もし、上司から「もう、お前、この会社を辞めろ!」と言われたら、どうするか。多くの人は考え込んでしまうだろう。落ち込んでしまい、出社することが嫌になり、本当に辞めてしまう人もいるかもしれない。だが、それでは次の職場に行ったとしても心の傷となって残ってしまうだろう。そこで今回は、上司から「辞めろ!」と言われた時に考えるべきことを参考として、5つ挙げてみた。安易にそのまま辞めるのではなく、どうしたら納得できる判断をすることができるか、焦点を合わせてみた。
1.会社の意思なのか、それとも個人の意思なのか
上司が課長や部長といった管理職が「辞めろ!」と言ったならば、それは法律上、「会社の意思」といえる。しかし、上司が本当に役員や人事部などの了解をとった上で「辞めろ!」と言ったのかはわからない。もしかすると、部下に仕事のミスがあり、怒りのあまり、つい口にしてしまった言葉かもしれない。だとしたら、部下としてこう切り返したい。
「それは会社の意思ですか。それとも、部長おひとりの考えですか」
あくまで冷静に、慎重な物言いをしよう。すると、上司は何らかの回答をするはずだ。その回答は、記録をしておく必要がある。何も記録をしないと、後々、人事部などと話し合う時に「言った、言わない」といった水掛け論になる。実際に、リストラの現場では、この水掛け論が多い。
ただし、小さな会社の場合は、社長から直接「辞めろ!」と言われる可能性がある。その際は「会社の意思」と受け止めていい。大企業ならば、さすがに社長が社員の前に現われ、言うことはないだろう。いずれにしろ、確認することにはためらいがあるだろうが、会社の意思であるのか、個人的な考えなのかを上司にきちんと確認しておくべきだ。
仮に管理職である上司個人の考えならば、それを受け入れて辞める必要はない。管理職に部下を辞めさせる権限は、通常、与えられていないからだ。管理職は、役員や人事部などの了解を取るべきであり、ひとりの一存で部下の雇用を奪うことはできない。部下としては「辞めろ!」と言われたら、「辞めません」と答え、毎日出社をしていればいい。
2.解雇か、それとも退職勧奨か
次に聞き出したいことは「これは解雇であるのか、それとも退職勧奨であるのか」ということ。解雇と退職勧奨は、意味合いが大きく異なる。このあたりを正しく理解していないと、大きなトラブルにつながる。解雇には「懲戒解雇」「整理解雇」「普通解雇」といった3種類がある。それぞれの詳細についてはここでは省略するが、解雇とは会社の側が労働契約を一方的に解除することである。つまり、会社員がそこに残りたいと思ったところで、それとは無関係に粛々と離職の手続きをする。

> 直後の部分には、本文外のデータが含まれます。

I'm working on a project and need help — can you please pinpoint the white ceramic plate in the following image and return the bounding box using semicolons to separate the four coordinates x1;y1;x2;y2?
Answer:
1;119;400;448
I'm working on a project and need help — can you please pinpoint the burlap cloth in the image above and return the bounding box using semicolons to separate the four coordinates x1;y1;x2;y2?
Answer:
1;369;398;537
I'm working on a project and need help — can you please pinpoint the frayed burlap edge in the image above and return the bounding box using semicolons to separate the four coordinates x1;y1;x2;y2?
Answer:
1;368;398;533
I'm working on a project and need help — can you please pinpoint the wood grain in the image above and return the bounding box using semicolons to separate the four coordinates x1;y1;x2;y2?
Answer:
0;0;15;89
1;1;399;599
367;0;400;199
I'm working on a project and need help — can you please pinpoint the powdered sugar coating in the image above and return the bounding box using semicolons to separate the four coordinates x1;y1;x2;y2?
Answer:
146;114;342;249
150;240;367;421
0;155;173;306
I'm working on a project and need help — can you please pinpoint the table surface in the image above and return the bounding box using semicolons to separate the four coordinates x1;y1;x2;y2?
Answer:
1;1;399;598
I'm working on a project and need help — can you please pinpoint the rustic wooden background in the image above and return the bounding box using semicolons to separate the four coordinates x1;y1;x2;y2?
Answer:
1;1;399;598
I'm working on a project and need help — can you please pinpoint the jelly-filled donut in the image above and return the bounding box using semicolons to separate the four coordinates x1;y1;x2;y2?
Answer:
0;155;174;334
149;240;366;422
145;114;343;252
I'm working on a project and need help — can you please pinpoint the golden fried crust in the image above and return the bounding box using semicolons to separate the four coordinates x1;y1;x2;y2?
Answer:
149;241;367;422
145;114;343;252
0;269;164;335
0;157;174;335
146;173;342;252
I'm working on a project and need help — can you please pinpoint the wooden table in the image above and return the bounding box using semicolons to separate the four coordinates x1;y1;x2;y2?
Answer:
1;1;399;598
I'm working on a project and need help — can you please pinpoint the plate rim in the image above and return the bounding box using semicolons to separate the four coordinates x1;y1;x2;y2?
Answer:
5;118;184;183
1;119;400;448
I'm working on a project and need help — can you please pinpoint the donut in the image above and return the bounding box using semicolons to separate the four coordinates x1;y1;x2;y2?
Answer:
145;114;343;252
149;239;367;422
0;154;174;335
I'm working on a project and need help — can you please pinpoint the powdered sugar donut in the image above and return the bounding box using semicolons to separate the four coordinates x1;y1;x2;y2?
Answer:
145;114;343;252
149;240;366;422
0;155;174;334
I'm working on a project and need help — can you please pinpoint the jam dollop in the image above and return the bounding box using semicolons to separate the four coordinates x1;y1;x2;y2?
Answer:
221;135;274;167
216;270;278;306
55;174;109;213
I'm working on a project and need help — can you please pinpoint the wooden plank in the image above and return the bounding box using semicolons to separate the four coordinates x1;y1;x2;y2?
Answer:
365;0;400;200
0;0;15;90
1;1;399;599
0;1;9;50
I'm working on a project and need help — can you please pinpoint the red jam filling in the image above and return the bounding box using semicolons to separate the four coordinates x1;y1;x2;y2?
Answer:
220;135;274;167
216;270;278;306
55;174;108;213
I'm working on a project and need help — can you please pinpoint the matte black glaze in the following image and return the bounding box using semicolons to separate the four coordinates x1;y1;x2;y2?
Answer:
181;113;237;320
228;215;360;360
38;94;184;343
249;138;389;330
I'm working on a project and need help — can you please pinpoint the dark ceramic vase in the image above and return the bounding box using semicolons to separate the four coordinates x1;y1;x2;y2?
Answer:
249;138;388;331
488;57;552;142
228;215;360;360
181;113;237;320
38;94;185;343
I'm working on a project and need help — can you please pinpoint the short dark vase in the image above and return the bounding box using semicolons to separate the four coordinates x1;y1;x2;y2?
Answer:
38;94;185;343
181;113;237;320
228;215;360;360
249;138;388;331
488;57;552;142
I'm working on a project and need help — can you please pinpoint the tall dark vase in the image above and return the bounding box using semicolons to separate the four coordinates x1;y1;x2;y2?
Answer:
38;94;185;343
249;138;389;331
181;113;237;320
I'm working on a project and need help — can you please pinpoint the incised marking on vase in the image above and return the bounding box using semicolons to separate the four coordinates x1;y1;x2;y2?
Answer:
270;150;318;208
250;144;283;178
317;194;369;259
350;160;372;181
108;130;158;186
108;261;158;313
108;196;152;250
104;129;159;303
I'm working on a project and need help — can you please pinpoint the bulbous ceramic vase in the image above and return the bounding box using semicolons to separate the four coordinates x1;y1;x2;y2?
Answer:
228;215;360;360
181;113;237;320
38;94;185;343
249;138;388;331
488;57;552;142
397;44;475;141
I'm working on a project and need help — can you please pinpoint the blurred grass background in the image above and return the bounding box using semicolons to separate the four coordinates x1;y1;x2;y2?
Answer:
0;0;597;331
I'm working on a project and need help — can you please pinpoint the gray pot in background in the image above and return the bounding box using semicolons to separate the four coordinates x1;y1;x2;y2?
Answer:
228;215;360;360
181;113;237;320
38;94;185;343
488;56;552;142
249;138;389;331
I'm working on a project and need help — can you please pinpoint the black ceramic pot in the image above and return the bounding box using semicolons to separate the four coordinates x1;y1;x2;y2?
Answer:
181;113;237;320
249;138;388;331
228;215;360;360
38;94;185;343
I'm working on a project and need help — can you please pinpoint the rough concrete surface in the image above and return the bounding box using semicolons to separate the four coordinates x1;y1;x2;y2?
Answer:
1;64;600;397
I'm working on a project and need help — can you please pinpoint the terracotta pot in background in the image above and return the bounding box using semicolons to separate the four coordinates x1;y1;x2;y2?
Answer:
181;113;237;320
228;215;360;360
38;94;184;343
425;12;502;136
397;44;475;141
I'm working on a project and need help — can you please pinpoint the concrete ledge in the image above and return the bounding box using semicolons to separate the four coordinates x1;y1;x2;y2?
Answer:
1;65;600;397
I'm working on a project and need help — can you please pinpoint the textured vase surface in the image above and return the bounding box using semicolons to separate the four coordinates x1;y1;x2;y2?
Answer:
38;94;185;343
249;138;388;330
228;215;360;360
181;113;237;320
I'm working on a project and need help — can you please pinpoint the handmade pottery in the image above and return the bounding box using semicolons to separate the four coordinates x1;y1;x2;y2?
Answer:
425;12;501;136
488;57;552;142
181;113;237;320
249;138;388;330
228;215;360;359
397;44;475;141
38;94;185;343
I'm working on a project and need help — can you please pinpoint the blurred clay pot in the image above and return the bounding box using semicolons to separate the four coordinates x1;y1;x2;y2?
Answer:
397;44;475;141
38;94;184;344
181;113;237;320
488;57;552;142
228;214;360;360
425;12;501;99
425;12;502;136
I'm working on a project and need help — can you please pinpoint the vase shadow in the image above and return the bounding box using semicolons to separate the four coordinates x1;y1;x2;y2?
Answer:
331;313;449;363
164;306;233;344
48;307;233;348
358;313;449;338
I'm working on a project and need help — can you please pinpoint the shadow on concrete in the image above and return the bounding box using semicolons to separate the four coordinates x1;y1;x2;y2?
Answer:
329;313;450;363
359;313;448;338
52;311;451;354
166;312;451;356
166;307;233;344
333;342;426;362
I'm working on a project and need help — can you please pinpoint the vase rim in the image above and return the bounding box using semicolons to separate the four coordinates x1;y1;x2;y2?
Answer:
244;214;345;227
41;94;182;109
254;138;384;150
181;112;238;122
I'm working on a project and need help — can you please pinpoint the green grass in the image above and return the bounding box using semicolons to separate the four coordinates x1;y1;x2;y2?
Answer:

一方、退職勧奨は、会社がその社員に退職を勧めること。例えば、人事部などが本人に「このまま、残っていても活躍できる場はないから、お辞めになられたらいかがですか」と促す。このいずれかであるのかが、わからないと、対策が取れない。ちなみに、退職強要とは退職勧奨がエスカレートしたもの。例えば、社員が「辞めない」と言っているにも関わらず、「辞めろ!」と繰り返し言うことや、仕事を取り上げ、精神的に滅入らせ、辞めるように仕向けることなど。これは、民法の損害賠償の請求対象行為であり、いわゆる不当な行為と呼ばれるもの。社会常識をわきまえているならば、避けるべきことだ。